By Charlotte Latvala
If you have children, it is your God-given right – no, it is your duty – to live your life through them.
Otherwise, why do the little fiends exist?
Ok, we’re being facetious. They exist to fetch wine and hummus when you don’t feel like walking all the way to the kitchen. But by 50, you deserve more. Whether your children are 13 or 30, they should fulfill every desire, whim, and wistful longing you ever had.
- Set the tone by continually reminding them of your sacrifices. You never moved to London, got that Ph.D., or finished Season Two of Game of Thrones. And it’s all their fault. Somehow.
- Use the royal we. “We finally passed the driving test!” “We’re done filling out college applications!” or “We got accepted to Magnificent State University!” It sounds almost normal if you say it often enough.

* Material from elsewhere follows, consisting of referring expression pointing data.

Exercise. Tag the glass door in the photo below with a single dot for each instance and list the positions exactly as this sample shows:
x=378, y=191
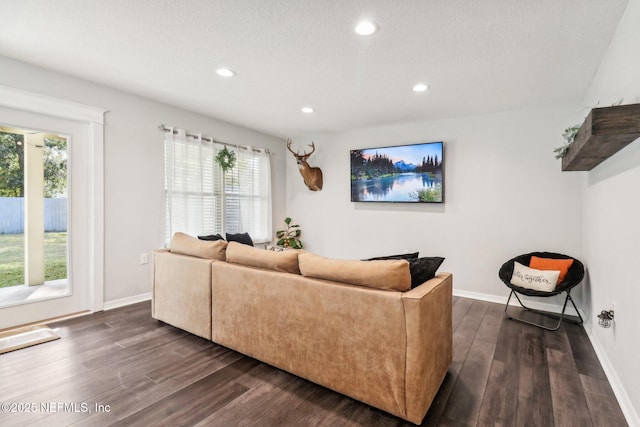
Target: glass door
x=33, y=208
x=45, y=199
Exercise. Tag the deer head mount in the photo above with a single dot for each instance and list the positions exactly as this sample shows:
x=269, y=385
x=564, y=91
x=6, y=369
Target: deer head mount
x=312, y=176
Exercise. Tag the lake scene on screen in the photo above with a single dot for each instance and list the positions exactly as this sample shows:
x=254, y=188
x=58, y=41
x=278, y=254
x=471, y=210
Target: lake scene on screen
x=406, y=173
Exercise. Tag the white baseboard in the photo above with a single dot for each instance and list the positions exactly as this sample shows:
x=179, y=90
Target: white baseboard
x=624, y=401
x=110, y=305
x=502, y=299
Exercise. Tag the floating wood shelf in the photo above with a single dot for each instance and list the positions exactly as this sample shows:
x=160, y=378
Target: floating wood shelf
x=604, y=132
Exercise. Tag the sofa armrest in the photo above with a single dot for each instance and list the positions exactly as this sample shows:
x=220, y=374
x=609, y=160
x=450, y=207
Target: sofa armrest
x=182, y=292
x=429, y=342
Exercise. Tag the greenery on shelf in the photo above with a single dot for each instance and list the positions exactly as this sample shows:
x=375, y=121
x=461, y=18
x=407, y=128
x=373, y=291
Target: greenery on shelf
x=289, y=237
x=432, y=194
x=570, y=133
x=569, y=136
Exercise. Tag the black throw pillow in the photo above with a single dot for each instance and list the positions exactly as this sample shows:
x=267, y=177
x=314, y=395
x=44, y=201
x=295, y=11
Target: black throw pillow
x=211, y=237
x=410, y=256
x=423, y=269
x=243, y=238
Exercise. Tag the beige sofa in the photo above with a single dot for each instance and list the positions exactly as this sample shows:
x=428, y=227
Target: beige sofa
x=387, y=348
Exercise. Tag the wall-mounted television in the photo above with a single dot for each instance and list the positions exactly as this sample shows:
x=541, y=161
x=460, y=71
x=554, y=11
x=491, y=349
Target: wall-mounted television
x=398, y=174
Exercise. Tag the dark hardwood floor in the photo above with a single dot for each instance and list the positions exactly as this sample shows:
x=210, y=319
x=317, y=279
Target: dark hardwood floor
x=142, y=372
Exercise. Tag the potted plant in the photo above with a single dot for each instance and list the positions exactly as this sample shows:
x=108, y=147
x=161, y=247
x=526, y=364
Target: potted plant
x=289, y=237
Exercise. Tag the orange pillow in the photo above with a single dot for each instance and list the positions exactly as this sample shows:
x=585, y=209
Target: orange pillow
x=552, y=264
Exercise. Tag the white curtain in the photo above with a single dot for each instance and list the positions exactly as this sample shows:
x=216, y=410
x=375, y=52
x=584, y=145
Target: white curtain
x=197, y=202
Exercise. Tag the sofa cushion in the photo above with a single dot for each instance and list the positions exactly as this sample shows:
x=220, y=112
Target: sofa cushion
x=285, y=261
x=184, y=244
x=423, y=269
x=211, y=237
x=408, y=256
x=243, y=238
x=382, y=274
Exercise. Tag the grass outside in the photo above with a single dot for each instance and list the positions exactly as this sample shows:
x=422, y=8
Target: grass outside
x=12, y=258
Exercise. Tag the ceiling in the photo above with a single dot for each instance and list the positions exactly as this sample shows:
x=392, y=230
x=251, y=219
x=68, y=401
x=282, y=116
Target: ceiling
x=476, y=56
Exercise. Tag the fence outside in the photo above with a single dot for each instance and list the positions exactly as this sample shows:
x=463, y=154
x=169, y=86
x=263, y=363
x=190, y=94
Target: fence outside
x=12, y=215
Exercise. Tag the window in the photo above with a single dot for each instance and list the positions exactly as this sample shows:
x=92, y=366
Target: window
x=202, y=199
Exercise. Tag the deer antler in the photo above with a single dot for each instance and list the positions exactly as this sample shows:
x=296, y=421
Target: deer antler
x=289, y=148
x=313, y=148
x=304, y=154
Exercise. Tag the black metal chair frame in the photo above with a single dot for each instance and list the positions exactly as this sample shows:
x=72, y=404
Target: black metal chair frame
x=573, y=278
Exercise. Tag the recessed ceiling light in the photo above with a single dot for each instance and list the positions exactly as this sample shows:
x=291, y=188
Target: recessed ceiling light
x=225, y=72
x=420, y=87
x=366, y=28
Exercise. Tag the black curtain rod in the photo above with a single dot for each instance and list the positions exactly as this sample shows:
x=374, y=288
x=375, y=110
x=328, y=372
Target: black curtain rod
x=163, y=128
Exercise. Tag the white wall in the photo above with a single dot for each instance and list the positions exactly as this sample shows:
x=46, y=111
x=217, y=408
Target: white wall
x=504, y=195
x=134, y=167
x=611, y=223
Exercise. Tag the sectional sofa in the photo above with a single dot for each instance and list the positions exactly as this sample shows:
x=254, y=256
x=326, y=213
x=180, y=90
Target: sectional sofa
x=355, y=327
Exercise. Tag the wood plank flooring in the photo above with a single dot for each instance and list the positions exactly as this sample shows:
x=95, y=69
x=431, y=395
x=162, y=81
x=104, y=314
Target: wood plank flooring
x=142, y=372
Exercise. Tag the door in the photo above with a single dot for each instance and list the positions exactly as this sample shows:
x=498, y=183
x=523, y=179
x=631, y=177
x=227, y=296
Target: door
x=73, y=295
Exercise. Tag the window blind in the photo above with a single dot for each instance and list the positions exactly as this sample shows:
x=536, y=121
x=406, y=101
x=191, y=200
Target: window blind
x=201, y=199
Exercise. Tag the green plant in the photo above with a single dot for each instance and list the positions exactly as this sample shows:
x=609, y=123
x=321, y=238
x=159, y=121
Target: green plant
x=569, y=136
x=226, y=159
x=289, y=237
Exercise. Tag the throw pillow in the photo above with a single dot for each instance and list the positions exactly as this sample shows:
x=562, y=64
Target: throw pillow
x=286, y=261
x=243, y=238
x=562, y=265
x=410, y=256
x=211, y=237
x=276, y=248
x=390, y=275
x=530, y=278
x=423, y=269
x=184, y=244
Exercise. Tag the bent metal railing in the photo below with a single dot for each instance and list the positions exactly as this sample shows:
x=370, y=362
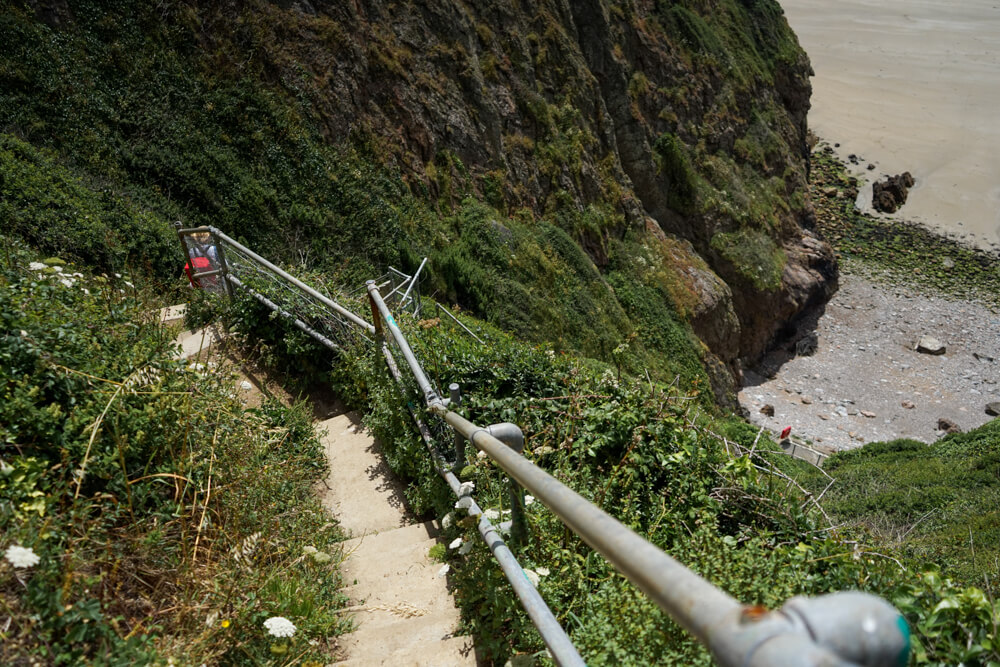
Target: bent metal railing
x=839, y=629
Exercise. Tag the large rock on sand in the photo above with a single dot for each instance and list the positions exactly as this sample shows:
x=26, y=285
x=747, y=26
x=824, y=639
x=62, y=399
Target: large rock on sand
x=930, y=345
x=890, y=194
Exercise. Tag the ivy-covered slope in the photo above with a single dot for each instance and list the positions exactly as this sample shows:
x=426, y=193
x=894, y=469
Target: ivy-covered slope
x=597, y=174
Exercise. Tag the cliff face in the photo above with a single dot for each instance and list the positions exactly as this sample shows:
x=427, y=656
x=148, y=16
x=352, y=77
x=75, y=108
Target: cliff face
x=595, y=174
x=690, y=113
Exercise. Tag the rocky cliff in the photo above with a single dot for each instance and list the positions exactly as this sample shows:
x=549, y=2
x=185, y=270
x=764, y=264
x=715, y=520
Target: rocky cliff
x=691, y=114
x=664, y=139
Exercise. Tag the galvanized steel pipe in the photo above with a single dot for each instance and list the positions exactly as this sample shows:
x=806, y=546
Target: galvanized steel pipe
x=430, y=395
x=284, y=313
x=295, y=281
x=713, y=617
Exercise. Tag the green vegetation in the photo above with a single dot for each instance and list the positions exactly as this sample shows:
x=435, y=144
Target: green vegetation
x=933, y=503
x=173, y=132
x=126, y=118
x=169, y=521
x=636, y=450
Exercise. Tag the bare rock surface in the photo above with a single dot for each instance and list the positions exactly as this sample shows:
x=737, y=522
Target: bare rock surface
x=866, y=381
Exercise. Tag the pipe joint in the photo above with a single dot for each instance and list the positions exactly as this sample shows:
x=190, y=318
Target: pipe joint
x=509, y=434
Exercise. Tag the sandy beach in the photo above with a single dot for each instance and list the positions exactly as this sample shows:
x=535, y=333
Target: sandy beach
x=913, y=85
x=866, y=382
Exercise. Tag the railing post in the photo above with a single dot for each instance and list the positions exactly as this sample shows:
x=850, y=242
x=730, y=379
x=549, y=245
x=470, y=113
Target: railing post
x=178, y=226
x=511, y=436
x=455, y=395
x=223, y=265
x=376, y=316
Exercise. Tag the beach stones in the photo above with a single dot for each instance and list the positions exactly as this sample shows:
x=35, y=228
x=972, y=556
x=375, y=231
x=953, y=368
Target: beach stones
x=948, y=426
x=890, y=194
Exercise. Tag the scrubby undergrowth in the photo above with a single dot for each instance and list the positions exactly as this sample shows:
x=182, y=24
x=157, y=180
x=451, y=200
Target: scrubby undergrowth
x=168, y=520
x=646, y=454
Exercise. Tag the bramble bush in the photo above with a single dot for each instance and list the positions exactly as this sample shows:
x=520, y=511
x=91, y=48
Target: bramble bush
x=168, y=520
x=647, y=455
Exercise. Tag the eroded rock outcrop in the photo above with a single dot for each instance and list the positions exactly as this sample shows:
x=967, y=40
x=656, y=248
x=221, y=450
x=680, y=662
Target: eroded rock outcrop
x=691, y=114
x=889, y=194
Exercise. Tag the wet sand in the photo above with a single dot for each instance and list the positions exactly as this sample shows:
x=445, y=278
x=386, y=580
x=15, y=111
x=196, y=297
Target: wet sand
x=913, y=85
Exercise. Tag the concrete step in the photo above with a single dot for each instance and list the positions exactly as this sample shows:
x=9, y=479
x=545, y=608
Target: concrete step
x=362, y=491
x=404, y=613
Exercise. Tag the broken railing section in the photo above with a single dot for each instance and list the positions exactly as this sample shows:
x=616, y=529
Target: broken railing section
x=840, y=629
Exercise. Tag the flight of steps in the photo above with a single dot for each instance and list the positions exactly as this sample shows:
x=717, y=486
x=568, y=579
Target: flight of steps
x=404, y=613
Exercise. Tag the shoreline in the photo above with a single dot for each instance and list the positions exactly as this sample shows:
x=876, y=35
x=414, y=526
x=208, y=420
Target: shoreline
x=908, y=85
x=866, y=382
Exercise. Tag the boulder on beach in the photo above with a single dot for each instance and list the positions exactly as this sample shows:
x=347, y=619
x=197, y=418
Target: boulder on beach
x=890, y=194
x=948, y=426
x=930, y=345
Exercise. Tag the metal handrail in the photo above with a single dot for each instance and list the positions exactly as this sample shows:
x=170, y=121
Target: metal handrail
x=840, y=629
x=330, y=303
x=794, y=636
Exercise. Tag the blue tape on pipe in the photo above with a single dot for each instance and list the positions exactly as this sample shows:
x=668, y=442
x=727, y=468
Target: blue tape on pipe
x=904, y=654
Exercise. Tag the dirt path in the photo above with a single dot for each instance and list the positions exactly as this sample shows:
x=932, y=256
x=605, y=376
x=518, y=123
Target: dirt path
x=404, y=612
x=866, y=382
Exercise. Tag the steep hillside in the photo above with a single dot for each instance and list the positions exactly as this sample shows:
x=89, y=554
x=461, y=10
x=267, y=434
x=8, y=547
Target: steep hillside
x=596, y=174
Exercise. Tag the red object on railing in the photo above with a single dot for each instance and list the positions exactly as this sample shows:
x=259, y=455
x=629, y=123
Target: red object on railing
x=200, y=264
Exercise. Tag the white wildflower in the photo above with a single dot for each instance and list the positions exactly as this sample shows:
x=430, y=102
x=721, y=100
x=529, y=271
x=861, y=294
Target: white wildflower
x=279, y=626
x=21, y=557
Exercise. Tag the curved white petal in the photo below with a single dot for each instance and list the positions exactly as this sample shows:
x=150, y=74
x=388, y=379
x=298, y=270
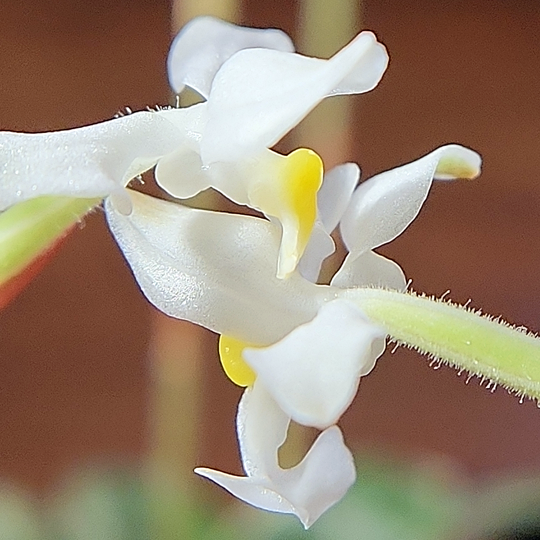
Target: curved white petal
x=370, y=269
x=313, y=373
x=215, y=269
x=335, y=193
x=205, y=43
x=319, y=481
x=319, y=247
x=181, y=174
x=91, y=161
x=259, y=95
x=382, y=207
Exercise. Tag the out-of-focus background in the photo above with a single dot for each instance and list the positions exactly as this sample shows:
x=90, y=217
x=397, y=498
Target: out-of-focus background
x=78, y=348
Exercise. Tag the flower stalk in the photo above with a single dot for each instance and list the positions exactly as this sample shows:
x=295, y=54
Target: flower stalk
x=489, y=348
x=29, y=228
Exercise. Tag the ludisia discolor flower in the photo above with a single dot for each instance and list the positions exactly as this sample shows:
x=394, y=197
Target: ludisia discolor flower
x=299, y=347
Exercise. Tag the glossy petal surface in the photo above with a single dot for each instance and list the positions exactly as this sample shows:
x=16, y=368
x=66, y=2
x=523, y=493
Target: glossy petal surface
x=320, y=480
x=370, y=270
x=87, y=162
x=260, y=94
x=205, y=43
x=215, y=269
x=382, y=207
x=313, y=373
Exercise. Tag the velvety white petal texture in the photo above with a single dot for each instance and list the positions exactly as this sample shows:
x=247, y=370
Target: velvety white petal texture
x=205, y=43
x=319, y=481
x=91, y=161
x=320, y=246
x=215, y=269
x=370, y=270
x=332, y=200
x=335, y=193
x=313, y=373
x=259, y=94
x=382, y=207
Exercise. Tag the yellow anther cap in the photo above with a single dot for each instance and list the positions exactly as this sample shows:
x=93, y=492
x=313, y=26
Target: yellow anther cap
x=288, y=192
x=235, y=367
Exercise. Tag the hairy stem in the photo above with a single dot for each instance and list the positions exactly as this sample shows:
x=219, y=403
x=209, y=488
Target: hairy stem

- Pretend to be the most involved parent in any group. The best way to glean satisfaction from your child’s life is to be omnipresent. To get out of actual work, however, use the phrase “Sorry, I’m crazy busy” as often as you can. Refer to less-involved parents, behind their backs, as “dead weight.”
- Cultivate friendships with parents whose kids aren’t as talented as yours. Subtly lead the conversation to your child’s accomplishments whenever possible.
- Push your child into a sport/hobby/eccentric obsession that will make him unique among all humans – the earlier the better. Become a quasi-expert yourself. (Learning a few jargony terms is enough; becoming a real expert takes more time and effort than any 50-year-old parent has.)
- Go see a community theater performance of “Gypsy” and insist that you don’t get the point.
- Point out some minuscule flaw in your child, and rephrase it so it seems to be an enviable trait. (“Gavin is such a perfectionist! It drives me insane when won’t settle for less than a 4.0.”)
- Spend ridiculous amounts of money traveling to out-of-state tournaments, competitions, and performances, but tell yourself it will all be worth it when your child is the first-ever archer, luger, or liturgical dancer who’s a household name.
- If at first you don’t succeed, try again with the grandchildren.